É o próprio Jesus quem reconcilia o homem com Deus e isto está bem claro nesta passagem. Todavia, Ele voltaria ao Pai e sabendo da necessidade de seu rebanho, delegou o serviço da reconciliação aos seus Apóstolos.

“Disse-lhes outra vez: “A paz esteja convosco! Como o Pai me enviou, assim também eu vos envio a vós”. (Jo 20, 21)

Como o Pai enviou Jesus ao mundo? Com qual motivação? Reaproximar, reatar, reconciliar o mundo com Seu Amor Misericordioso! Não é lindo? Esta mesma missão, Jesus estende aos Seus Apóstolos.

“Depois dessas palavras, soprou sobre eles dizendo-lhes: “Recebei o Espírito Santo. Àqueles a quem perdoardes os pecados, lhes serão perdoados; àqueles a quem os retiverdes, lhes serão retidos”. (Jo 20, 22-23)

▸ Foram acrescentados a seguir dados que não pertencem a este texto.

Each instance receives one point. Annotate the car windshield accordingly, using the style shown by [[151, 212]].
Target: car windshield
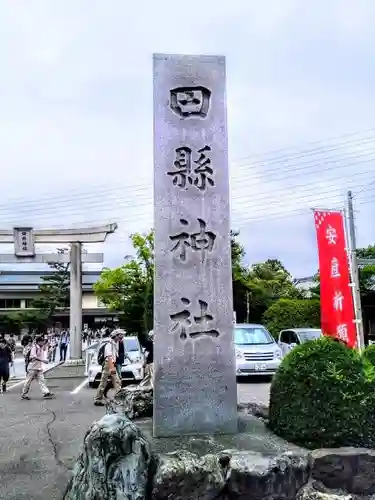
[[252, 335], [306, 335], [131, 345]]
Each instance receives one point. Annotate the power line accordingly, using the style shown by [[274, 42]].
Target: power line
[[312, 143], [39, 207], [297, 166], [253, 200]]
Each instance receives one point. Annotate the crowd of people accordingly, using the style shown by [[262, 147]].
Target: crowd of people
[[111, 356], [40, 350]]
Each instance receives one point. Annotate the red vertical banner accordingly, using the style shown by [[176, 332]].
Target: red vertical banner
[[336, 300]]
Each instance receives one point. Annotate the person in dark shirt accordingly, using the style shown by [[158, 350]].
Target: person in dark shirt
[[26, 339], [5, 360], [148, 344], [122, 354]]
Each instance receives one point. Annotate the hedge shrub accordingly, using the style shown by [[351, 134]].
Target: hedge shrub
[[369, 354], [292, 313], [323, 395]]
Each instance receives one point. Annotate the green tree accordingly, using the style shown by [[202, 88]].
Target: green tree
[[53, 293], [292, 313], [239, 278], [267, 282], [129, 288]]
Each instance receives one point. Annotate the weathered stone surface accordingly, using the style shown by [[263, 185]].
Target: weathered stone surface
[[311, 492], [350, 469], [194, 359], [114, 463], [134, 402], [258, 476], [258, 410], [184, 476]]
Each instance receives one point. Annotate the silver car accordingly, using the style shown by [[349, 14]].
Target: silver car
[[295, 336], [257, 353]]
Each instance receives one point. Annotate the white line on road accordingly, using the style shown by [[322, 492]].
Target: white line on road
[[81, 386], [16, 384]]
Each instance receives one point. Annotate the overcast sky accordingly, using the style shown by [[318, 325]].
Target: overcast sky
[[76, 114]]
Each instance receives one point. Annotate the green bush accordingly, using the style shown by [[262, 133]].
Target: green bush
[[323, 395], [292, 313], [369, 354]]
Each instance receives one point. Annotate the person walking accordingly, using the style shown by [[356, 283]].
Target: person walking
[[5, 360], [12, 345], [110, 347], [26, 339], [64, 340], [26, 354], [149, 346], [35, 372], [53, 343]]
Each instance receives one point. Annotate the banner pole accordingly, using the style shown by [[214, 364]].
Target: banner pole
[[352, 247]]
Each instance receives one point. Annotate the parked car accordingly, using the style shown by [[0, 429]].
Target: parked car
[[257, 352], [133, 372], [295, 336]]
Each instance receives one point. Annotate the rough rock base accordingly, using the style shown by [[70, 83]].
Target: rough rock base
[[120, 462]]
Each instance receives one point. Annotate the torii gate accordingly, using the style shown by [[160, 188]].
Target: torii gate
[[24, 239]]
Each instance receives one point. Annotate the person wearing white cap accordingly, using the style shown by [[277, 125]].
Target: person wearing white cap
[[110, 348]]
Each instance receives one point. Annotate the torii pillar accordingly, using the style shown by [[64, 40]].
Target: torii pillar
[[24, 240]]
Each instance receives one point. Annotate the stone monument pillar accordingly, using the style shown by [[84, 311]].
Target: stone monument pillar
[[195, 388]]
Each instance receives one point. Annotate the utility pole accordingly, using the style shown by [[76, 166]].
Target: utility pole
[[354, 273]]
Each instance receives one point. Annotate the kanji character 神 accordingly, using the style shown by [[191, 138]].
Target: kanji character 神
[[201, 241]]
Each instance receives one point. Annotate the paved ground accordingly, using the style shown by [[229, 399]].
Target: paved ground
[[40, 439]]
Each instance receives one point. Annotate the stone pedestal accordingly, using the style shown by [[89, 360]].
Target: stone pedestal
[[195, 384]]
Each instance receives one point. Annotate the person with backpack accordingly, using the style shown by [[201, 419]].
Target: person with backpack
[[37, 358], [12, 345], [107, 356], [5, 360], [26, 340], [26, 354], [64, 341]]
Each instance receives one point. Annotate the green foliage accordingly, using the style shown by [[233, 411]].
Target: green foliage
[[292, 313], [323, 395], [129, 288], [369, 354], [260, 285], [54, 291]]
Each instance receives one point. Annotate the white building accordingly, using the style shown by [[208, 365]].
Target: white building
[[19, 288]]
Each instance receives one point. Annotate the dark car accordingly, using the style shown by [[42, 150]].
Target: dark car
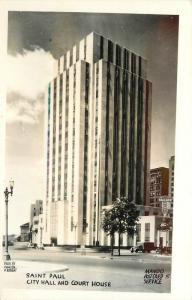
[[139, 249]]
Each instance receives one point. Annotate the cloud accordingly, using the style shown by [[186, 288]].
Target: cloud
[[25, 110], [28, 75]]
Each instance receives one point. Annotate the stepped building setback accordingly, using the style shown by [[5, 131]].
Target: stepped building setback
[[98, 128]]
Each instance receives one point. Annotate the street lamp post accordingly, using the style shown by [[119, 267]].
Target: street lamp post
[[7, 193]]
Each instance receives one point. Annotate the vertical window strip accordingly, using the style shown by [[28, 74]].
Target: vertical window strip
[[54, 137], [86, 147], [48, 139], [116, 133], [107, 135], [124, 133], [131, 137], [66, 135], [60, 134], [139, 141]]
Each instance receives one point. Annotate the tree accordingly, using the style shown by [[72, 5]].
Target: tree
[[120, 217]]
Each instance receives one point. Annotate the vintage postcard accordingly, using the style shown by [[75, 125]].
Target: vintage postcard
[[89, 194]]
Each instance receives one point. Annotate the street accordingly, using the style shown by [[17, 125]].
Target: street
[[94, 271]]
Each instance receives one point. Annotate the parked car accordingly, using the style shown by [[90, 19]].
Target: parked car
[[139, 249]]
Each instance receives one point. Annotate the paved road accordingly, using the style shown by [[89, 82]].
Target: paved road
[[125, 273]]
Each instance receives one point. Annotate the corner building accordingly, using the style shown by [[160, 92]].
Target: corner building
[[97, 138]]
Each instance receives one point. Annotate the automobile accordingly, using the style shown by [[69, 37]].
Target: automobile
[[137, 249]]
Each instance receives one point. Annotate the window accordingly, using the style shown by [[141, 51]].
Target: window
[[138, 230], [147, 232]]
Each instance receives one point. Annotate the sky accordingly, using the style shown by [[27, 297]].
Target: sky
[[35, 41]]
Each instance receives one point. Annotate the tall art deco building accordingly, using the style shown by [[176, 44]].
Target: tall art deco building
[[97, 138]]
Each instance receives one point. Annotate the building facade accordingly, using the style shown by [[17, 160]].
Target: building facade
[[25, 232], [159, 185], [36, 223], [98, 127]]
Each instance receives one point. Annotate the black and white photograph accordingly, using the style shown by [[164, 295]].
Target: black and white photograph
[[88, 199]]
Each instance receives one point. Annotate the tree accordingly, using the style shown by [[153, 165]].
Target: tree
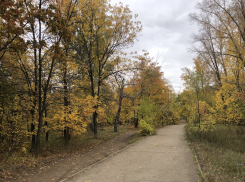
[[102, 30]]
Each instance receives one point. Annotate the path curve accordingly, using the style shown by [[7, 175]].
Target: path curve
[[164, 157]]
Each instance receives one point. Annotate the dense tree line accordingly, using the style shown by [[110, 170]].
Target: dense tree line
[[214, 90], [62, 68]]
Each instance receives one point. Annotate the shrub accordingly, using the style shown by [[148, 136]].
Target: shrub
[[146, 128]]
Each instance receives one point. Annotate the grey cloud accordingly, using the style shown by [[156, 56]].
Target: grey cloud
[[166, 29]]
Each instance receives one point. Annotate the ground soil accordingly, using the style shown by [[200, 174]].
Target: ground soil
[[59, 168]]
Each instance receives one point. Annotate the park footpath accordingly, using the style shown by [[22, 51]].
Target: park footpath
[[163, 157]]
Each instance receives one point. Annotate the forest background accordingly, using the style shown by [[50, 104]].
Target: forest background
[[63, 72], [213, 98]]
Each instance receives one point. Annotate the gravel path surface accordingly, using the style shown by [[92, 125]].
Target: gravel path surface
[[164, 157]]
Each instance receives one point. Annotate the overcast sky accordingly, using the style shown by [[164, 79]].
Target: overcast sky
[[166, 30]]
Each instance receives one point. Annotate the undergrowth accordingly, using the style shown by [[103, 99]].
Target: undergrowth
[[221, 152]]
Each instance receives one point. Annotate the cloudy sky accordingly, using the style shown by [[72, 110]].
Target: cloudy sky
[[166, 30]]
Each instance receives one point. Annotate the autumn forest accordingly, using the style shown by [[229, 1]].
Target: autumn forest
[[65, 70]]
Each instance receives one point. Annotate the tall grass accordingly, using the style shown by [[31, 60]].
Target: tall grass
[[221, 152]]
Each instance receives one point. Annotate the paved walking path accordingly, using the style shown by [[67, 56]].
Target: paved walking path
[[164, 157]]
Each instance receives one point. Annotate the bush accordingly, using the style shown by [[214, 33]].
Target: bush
[[145, 128]]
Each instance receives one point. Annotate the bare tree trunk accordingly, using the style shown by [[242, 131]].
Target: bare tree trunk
[[46, 124], [119, 109], [40, 114]]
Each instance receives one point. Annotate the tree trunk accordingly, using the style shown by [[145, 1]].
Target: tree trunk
[[95, 114], [66, 104], [198, 110], [118, 111], [40, 114], [46, 124]]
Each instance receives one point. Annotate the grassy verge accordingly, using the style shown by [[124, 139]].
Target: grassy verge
[[221, 152], [56, 147]]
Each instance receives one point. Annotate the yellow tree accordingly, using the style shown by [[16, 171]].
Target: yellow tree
[[102, 29]]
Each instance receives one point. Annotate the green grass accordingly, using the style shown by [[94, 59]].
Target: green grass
[[221, 152], [56, 146]]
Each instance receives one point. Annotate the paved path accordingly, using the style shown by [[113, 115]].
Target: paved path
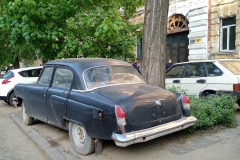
[[14, 143], [224, 145]]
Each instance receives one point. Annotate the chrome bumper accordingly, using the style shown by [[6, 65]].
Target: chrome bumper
[[144, 135]]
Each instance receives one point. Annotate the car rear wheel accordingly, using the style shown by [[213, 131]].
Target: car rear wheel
[[80, 140], [25, 118], [11, 97], [6, 102]]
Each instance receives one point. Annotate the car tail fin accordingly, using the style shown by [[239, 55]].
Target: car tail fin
[[120, 116], [185, 101], [6, 81]]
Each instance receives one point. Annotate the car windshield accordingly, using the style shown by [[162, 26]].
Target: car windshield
[[7, 75], [232, 66], [111, 75]]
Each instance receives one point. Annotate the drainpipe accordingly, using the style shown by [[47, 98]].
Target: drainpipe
[[209, 30]]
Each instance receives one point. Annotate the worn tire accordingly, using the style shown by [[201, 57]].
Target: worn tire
[[10, 100], [81, 142], [25, 118]]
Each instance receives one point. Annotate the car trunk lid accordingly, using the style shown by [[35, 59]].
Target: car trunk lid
[[144, 103]]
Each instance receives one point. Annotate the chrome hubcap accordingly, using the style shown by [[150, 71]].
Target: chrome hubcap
[[78, 133]]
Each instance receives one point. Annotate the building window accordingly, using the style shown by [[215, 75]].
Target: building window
[[228, 34], [139, 48]]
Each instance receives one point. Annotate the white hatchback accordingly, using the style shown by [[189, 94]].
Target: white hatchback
[[202, 78], [15, 76]]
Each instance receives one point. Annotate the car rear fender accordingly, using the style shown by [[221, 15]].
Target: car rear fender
[[185, 112]]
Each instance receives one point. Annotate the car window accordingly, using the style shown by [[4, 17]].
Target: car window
[[46, 76], [63, 78], [195, 70], [232, 66], [175, 71], [8, 75], [29, 73], [106, 75], [213, 70]]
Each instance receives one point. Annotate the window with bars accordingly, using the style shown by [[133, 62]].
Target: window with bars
[[228, 34]]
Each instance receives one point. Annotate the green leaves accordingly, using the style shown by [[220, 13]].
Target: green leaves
[[61, 29]]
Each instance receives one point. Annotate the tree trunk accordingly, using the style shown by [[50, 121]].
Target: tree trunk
[[154, 42]]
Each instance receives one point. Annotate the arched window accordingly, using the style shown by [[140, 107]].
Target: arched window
[[177, 23]]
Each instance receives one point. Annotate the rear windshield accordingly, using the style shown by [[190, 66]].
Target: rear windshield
[[232, 66], [111, 75], [7, 75]]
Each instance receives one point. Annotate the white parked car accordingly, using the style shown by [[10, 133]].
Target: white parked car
[[202, 78], [15, 76]]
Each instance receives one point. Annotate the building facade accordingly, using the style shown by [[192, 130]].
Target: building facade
[[199, 30], [225, 29]]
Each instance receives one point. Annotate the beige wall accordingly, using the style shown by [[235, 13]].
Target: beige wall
[[221, 9]]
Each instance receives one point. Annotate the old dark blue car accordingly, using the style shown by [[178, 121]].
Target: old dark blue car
[[102, 99]]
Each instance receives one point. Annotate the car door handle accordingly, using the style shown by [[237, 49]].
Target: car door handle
[[176, 81], [202, 81], [66, 93]]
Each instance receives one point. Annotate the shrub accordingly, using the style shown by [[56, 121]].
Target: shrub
[[211, 110]]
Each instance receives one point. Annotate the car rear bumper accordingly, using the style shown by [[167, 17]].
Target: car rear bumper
[[3, 97], [140, 136]]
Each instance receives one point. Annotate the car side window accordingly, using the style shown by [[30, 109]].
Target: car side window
[[46, 76], [63, 78], [213, 70], [175, 71], [29, 73], [195, 70]]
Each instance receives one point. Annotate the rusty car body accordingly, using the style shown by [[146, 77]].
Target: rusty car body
[[102, 99]]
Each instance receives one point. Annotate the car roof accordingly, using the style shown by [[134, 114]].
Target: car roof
[[26, 68], [216, 60], [85, 63]]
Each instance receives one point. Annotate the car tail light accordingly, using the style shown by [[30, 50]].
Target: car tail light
[[236, 87], [6, 81], [186, 102], [120, 116]]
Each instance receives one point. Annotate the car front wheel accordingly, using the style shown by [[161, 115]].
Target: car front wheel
[[11, 98], [81, 142], [25, 118]]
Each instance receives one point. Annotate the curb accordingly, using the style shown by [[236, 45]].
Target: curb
[[46, 147]]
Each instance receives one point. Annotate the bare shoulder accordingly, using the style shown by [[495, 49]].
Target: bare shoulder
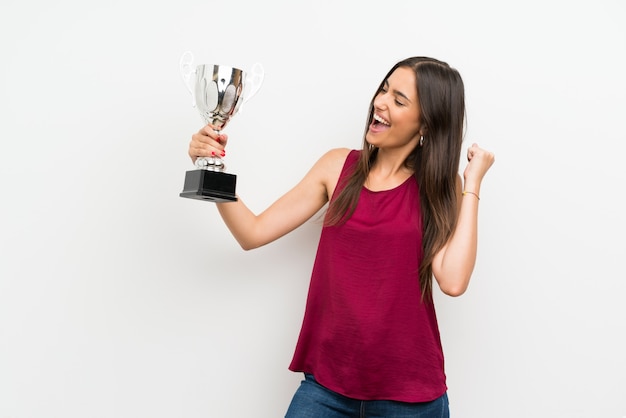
[[328, 168], [334, 158]]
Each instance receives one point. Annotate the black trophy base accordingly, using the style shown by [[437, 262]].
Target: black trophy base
[[214, 186]]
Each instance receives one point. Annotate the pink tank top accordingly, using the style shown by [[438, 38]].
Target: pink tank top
[[365, 333]]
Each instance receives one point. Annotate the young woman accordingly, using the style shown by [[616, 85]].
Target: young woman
[[398, 215]]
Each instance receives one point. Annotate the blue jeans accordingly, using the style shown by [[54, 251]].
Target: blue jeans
[[312, 400]]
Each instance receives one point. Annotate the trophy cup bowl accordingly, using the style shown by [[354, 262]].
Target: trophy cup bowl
[[218, 93]]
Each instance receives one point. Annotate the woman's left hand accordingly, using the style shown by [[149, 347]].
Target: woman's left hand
[[479, 162]]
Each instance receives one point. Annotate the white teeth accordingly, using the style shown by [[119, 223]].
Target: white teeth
[[381, 120]]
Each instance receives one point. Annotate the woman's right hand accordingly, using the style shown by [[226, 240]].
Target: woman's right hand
[[207, 143]]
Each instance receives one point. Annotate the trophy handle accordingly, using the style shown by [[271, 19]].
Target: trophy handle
[[186, 71], [255, 79]]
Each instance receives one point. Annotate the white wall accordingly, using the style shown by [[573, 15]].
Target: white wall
[[120, 299]]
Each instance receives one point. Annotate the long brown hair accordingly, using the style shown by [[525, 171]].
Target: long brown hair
[[441, 97]]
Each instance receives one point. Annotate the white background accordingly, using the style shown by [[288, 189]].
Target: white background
[[120, 299]]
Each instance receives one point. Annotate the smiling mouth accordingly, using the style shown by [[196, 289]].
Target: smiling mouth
[[378, 120]]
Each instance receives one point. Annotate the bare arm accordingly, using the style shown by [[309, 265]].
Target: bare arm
[[454, 263], [286, 214]]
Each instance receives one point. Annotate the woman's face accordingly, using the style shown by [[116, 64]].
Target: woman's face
[[396, 119]]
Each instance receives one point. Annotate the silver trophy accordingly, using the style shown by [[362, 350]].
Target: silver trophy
[[218, 93]]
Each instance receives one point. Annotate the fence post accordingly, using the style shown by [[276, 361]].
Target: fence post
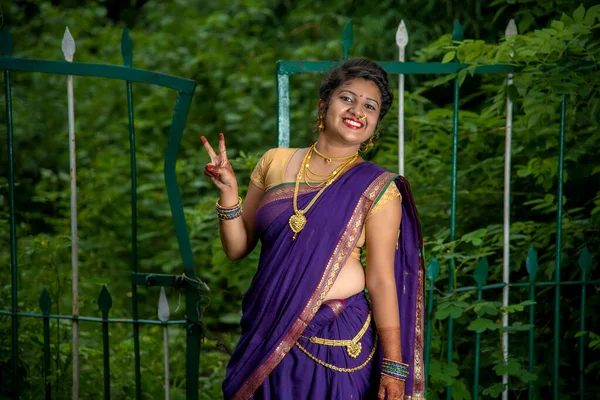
[[127, 53], [45, 304], [401, 42], [511, 30], [457, 36], [480, 275], [163, 315], [105, 303], [68, 48], [6, 47], [532, 266], [585, 263], [433, 270], [561, 161]]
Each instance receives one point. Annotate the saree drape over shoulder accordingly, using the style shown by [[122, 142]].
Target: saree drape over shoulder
[[285, 302]]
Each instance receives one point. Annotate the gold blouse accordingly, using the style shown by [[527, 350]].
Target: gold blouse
[[270, 171]]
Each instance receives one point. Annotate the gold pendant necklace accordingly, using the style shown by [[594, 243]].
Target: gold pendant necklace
[[297, 221], [328, 159]]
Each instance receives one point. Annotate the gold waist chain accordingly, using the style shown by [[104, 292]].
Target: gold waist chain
[[353, 347]]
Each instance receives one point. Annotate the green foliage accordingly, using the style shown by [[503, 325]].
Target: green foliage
[[230, 49]]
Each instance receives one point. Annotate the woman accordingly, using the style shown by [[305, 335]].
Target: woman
[[308, 329]]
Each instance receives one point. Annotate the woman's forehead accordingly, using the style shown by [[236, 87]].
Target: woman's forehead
[[362, 88]]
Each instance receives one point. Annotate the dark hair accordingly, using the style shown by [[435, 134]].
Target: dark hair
[[353, 69]]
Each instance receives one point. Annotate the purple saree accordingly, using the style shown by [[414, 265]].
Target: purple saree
[[285, 302]]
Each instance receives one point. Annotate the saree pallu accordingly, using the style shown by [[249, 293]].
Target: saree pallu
[[292, 280]]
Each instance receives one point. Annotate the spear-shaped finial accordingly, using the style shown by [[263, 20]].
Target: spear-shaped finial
[[68, 45]]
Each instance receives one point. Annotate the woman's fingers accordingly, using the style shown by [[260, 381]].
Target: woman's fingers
[[209, 149], [222, 149]]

Jesus faz este gesto quase como uma forma de selar as palavras que anteriormente ele havia dito “como o Pai me enviou também eu vos envio a vós”.

Ele sabia que as pessoas continuariam a procurar os discípulos atrás de reconciliação, atrás de uma experiência com o Amor de Deus e, não há experiência com Jesus sem o perdão dos pecados. Não há! E é somente dentro da Igreja que o sacramento tem sentido.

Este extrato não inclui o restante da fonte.